In the run-up to the 2019 Lok Sabha polls, he said, the illegal immigrants issue is going to be a big election issue. BJP national chief Amit Shah had last month said illegal immigrants were like “termites” and his party would “seek out and deport every single illegal immigrant from the country” if it returned to power in the 2019 general election.

The country’s apex court had dismissed lawyer-activist Prashant Bhushan’s petition seeking to stop deportation of the seven Rohingyas to Myanmar. He had argued that the seven were being deported without their consent and such deportation was in contravention of the UN convention on refugee rights to which India is a signatory. But the top court had then dismissed the application against the deportation.

Earlier this month Union home minister Rajnath Singh, in a meeting attended by Bengal chief minister Mamata Banerjee in Calcutta, had said all states had been asked to initiate steps to identify the Rohingya residents, collate their biometric data and send a list to the Centre.

The Centre and the Bengal government have been at loggerheads over the Rohingya refugees.

The Centre wants to deport all the refugees, but Banerjee has publicly expressed her empathy for them.

The Bengal government had informed the Centre a few months ago that 40 Rohingya had been lodged in jails while 61 others, who have identity cards issued by the United Nations High Commissioner for Refugees, are living in shelters.
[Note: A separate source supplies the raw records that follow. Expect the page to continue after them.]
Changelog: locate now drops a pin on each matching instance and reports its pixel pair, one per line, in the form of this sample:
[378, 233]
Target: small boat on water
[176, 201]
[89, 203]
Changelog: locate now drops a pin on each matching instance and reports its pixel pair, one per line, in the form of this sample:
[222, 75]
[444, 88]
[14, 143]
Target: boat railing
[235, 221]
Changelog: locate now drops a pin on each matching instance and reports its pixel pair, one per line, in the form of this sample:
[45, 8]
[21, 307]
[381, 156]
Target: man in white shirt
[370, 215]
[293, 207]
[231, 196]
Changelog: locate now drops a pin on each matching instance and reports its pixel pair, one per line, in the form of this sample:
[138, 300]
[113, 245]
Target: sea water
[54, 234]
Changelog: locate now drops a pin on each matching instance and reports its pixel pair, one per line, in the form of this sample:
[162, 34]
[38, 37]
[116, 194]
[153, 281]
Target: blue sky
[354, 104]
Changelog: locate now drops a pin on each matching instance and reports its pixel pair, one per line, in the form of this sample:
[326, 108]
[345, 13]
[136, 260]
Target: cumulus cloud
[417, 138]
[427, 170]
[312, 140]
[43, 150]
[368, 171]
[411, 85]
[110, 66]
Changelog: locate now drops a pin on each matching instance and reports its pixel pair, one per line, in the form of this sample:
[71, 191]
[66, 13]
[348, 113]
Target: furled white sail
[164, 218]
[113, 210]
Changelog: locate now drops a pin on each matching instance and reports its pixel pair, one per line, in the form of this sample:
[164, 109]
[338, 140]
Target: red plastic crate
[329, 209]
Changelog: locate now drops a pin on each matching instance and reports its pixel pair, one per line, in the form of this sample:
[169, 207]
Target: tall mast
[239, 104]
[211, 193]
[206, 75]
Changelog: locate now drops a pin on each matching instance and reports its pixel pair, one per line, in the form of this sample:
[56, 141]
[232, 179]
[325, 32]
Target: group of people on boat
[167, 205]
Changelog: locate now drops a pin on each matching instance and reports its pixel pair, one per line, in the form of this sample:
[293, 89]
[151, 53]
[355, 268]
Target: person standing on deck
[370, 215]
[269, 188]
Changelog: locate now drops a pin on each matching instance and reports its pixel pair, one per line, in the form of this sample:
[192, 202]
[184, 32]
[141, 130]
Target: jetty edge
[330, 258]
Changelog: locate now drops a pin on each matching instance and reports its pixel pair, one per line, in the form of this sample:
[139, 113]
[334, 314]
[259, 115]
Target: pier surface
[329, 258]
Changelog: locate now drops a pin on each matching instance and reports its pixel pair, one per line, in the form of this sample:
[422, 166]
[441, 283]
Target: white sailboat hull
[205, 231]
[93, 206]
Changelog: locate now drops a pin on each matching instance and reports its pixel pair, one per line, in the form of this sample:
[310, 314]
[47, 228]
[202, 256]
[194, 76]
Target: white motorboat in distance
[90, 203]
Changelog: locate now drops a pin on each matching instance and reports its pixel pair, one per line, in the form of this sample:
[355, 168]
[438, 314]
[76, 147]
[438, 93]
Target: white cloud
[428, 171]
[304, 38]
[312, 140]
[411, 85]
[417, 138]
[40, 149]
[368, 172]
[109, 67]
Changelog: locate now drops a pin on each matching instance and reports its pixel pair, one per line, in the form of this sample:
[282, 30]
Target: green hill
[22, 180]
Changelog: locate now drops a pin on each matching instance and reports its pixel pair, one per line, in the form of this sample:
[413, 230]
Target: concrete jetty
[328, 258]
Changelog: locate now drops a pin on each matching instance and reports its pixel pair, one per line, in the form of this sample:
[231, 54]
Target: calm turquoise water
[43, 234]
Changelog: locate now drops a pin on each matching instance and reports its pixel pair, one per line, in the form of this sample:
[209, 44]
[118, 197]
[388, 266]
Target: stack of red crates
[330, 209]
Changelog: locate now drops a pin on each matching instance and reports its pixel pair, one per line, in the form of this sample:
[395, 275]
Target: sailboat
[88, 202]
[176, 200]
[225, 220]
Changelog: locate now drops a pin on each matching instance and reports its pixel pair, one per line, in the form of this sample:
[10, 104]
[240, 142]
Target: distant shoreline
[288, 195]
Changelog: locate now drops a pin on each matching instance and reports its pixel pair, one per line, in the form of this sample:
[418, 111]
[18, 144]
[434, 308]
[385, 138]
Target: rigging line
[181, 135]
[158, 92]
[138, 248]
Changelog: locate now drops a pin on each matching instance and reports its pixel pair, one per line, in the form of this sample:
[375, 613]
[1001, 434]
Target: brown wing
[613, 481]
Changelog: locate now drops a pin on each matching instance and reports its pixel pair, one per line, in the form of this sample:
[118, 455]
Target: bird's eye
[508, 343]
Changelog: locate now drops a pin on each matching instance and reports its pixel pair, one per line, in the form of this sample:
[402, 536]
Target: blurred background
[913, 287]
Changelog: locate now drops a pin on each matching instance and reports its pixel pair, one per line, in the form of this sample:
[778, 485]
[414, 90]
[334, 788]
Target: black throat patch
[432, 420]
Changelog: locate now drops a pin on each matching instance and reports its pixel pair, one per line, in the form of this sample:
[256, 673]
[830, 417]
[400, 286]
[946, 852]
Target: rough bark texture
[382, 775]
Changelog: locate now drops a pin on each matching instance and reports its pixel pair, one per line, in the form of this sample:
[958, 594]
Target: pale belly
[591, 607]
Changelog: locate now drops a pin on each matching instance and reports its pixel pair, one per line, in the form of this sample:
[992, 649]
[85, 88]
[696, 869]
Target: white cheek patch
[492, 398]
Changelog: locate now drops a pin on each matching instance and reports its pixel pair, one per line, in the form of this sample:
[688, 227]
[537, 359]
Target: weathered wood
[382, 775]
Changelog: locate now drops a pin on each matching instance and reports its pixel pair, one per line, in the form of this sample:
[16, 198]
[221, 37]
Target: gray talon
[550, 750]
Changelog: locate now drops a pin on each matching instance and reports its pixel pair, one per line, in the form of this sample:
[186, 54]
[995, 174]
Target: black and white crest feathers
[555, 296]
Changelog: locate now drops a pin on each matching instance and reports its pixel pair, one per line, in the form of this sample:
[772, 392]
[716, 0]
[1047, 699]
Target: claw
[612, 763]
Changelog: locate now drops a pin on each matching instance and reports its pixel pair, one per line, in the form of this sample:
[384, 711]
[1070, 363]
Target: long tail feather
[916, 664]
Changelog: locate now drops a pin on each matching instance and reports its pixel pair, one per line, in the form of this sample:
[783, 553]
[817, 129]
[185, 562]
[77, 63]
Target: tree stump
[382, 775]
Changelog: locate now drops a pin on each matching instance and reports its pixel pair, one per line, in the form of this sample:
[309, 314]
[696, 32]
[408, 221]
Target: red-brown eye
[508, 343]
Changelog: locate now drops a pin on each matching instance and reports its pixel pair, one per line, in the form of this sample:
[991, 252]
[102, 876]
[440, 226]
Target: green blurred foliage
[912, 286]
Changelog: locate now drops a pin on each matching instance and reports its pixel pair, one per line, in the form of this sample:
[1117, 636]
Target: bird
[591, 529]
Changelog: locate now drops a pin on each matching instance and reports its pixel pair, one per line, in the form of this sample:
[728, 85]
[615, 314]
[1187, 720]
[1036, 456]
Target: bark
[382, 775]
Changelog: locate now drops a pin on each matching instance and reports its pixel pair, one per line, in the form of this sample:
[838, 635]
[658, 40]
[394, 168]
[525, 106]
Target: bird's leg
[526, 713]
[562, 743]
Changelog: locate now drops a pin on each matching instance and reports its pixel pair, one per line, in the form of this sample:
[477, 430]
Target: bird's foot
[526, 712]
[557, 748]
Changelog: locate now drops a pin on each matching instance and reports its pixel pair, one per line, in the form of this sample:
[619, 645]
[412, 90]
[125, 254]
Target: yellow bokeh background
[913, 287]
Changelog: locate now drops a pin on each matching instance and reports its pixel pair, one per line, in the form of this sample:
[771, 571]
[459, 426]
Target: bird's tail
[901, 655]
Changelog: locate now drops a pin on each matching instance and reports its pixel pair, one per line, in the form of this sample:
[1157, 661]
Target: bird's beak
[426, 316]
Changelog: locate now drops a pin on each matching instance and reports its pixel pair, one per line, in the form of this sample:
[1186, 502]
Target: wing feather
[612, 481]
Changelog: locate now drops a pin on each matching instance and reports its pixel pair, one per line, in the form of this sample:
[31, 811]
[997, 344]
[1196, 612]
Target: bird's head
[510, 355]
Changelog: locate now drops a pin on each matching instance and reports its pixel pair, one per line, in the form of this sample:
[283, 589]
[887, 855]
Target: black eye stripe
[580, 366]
The information was sent as the Centre wanted to know how many Rohingya were identified in the state.

“But the total number of Rohingya living in Bengal is more than what the state government had provided us. It remains to be seen whether the Bengal government acts on the home ministry’s direction to identify the Rohingya residents and collate their biometric data,” the ministry official said.

In September last year, the Centre, in an affidavit before the Supreme Court, had described the Rohingya refugees as a security threat.

The government had also claimed evidence that 40,000 Rohingya refugees living in India had links with terrorist groups in Pakistan and other countries.